Ruble Trades Closest to Oil Since 2013 as Rate Cuts Damp AllureVladimir Kuznetsov
The ruble’s movements are the closest to those of oil prices in 20 months as a series of Russian interest-rate cuts and central bank currency purchases damp its carry-trade appeal.
The Russian currency fell for a third day, losing 1.6 percent to 52.8 versus the dollar as of 7:02 p.m. in Moscow, the weakest since April 22. The correlation between changes in the ruble-dollar exchange rate and moves in the price of Brent rose to 36 percent, the most since September 2013, according to data compiled by Bloomberg.
“The ruble is now following the dollar’s move against other currencies and oil, which is also tracking the dollar,” Andrey Mishko, a foreign-currency trader at National Standard Bank in Moscow, said in e-mailed comments. “On top of that, the central bank is buying, making the overall market positioning long dollar.”
The ruble has pared its world-leading performance this year to 15 percent as oil fell from its peak and the dollar gained in anticipation of higher U.S. borrowing costs. The Bank of Russia’s 450 basis points of interest-rate decreases this year have made the ruble less appealing for the carry trade, when investors borrow where interest rates are low and invest in countries with higher-yielding assets.

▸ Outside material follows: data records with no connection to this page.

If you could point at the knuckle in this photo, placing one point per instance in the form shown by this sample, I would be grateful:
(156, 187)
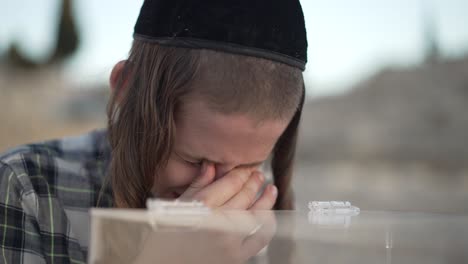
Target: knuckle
(204, 199)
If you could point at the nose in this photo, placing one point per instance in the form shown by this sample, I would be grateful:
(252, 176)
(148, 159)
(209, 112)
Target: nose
(222, 170)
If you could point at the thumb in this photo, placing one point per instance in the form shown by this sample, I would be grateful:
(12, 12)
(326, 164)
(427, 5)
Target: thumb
(206, 176)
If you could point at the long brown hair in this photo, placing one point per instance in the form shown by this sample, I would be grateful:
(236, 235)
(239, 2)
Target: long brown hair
(157, 79)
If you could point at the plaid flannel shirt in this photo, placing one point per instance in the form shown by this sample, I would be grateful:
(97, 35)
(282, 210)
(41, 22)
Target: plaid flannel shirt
(46, 190)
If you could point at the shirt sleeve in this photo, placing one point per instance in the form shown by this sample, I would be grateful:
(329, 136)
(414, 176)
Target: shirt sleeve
(20, 237)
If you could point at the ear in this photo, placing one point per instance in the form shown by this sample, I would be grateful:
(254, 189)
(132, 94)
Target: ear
(116, 75)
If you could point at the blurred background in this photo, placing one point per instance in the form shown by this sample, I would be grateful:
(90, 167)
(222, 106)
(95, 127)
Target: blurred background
(385, 125)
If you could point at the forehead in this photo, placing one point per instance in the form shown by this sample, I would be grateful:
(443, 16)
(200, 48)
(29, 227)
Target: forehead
(225, 138)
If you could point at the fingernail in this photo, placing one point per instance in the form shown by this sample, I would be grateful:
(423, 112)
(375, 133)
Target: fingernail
(274, 190)
(260, 176)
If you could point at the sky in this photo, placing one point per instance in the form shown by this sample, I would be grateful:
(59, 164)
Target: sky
(349, 40)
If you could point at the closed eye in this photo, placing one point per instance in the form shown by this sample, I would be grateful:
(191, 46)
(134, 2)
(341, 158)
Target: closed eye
(190, 162)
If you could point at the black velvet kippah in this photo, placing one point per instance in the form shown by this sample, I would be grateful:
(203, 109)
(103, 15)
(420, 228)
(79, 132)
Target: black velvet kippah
(270, 29)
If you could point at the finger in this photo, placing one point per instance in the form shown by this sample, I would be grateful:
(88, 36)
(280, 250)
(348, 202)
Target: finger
(246, 197)
(267, 199)
(206, 176)
(222, 190)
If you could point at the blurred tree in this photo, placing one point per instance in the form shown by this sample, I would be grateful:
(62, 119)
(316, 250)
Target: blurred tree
(67, 34)
(67, 42)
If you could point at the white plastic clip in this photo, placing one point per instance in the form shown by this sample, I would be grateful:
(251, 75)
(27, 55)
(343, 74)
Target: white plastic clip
(176, 207)
(334, 207)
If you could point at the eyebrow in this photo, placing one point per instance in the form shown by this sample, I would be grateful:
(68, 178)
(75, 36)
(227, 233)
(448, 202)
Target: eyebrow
(192, 158)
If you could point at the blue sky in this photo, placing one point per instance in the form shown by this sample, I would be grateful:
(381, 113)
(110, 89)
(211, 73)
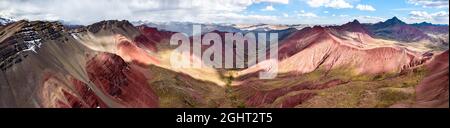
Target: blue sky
(229, 11)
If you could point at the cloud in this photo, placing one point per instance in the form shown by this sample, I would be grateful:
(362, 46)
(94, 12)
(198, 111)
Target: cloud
(437, 17)
(268, 8)
(363, 7)
(90, 11)
(274, 1)
(369, 19)
(337, 4)
(430, 3)
(302, 13)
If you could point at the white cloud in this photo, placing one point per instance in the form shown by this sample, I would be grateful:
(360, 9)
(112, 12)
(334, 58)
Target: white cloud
(441, 17)
(363, 7)
(268, 8)
(274, 1)
(430, 3)
(369, 19)
(302, 13)
(89, 11)
(337, 4)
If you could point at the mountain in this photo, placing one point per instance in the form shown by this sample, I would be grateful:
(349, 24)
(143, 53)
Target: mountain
(117, 64)
(395, 29)
(4, 21)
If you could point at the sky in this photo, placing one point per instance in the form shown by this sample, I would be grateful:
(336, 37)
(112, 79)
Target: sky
(228, 11)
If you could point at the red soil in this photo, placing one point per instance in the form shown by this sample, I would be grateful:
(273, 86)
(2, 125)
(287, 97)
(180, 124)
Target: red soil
(433, 90)
(122, 82)
(262, 97)
(128, 50)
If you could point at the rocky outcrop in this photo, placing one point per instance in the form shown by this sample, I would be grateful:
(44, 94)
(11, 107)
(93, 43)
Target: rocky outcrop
(433, 90)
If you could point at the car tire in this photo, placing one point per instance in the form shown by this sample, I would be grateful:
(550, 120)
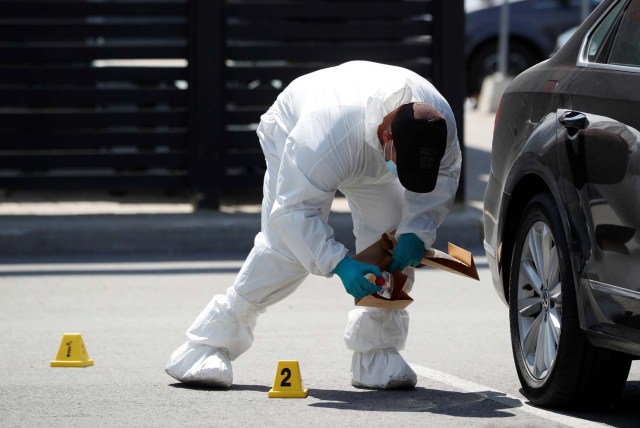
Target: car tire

Crude oil, Russia’s main export earner, was steady at $62.05 per barrel in London, below its May 6 high of $67.77. The price of a barrel in ruble terms was 3,277, or about 9 percent below the average for the last 12 months.
If the oil price stays at current levels, Mishko sees the ruble trading in the range of 51.5 to 53 rubles until the Federal Reserve publishes its next rate decision on June 17. The Bloomberg Dollar Spot Index, which tracks the U.S. currency’s moves against 10 major peers, has climbed 1.9 percent since May 21, the day before Fed Chair Janet Yellen said she expects to raise interest rates this year.
The “normalization” on the local currency market means the central bank will be less inclined to cut interest rates aggressively at its remaining rate meetings this year, according to UralSib Capital economist Irina Lebedeva.
The key rate has already been reduced to 12.5 percent from 17 at the start of 2015 and derivatives traders are pricing in 69 basis points of cuts in the next three months, the least since March 4. Borrowing in dollars to fund purchases of ruble debt has handed investors a loss of 1.3 percent this month, according to data compiled by Bloomberg.
“After rates were lowered in April, the carry trade stopped, the demand for the central bank’s foreign currency loans declined, as well as sales of currency on the local market,” Lebedeva said in e-mailed comments.
The yield on five-year government bonds rose 11 basis points to 10.96 percent, the highest since May 4 on a closing basis. The Micex Index of equities lost 0.2 percent to 1,657.62, while the dollar-denominated RTS Index fell 2.1 percent to 990.87, the lowest since April 8.
OAO Gazprom, which led the declines on the Micex, slid 1.1 percent. The nation’s biggest natural gas producer will probably see lower gains in Europe for at least four years as weaker oil prices and rising competition threaten to further cut company profits, a government forecast showed.
OAO Sberbank, the nation’s biggest lender, retreated 0.9 percent. Sberbank said first-quarter profit slid 58 percent as Russia’s biggest bank posted a drop in lending and increased provisions for bad loans amid the country’s economic slump.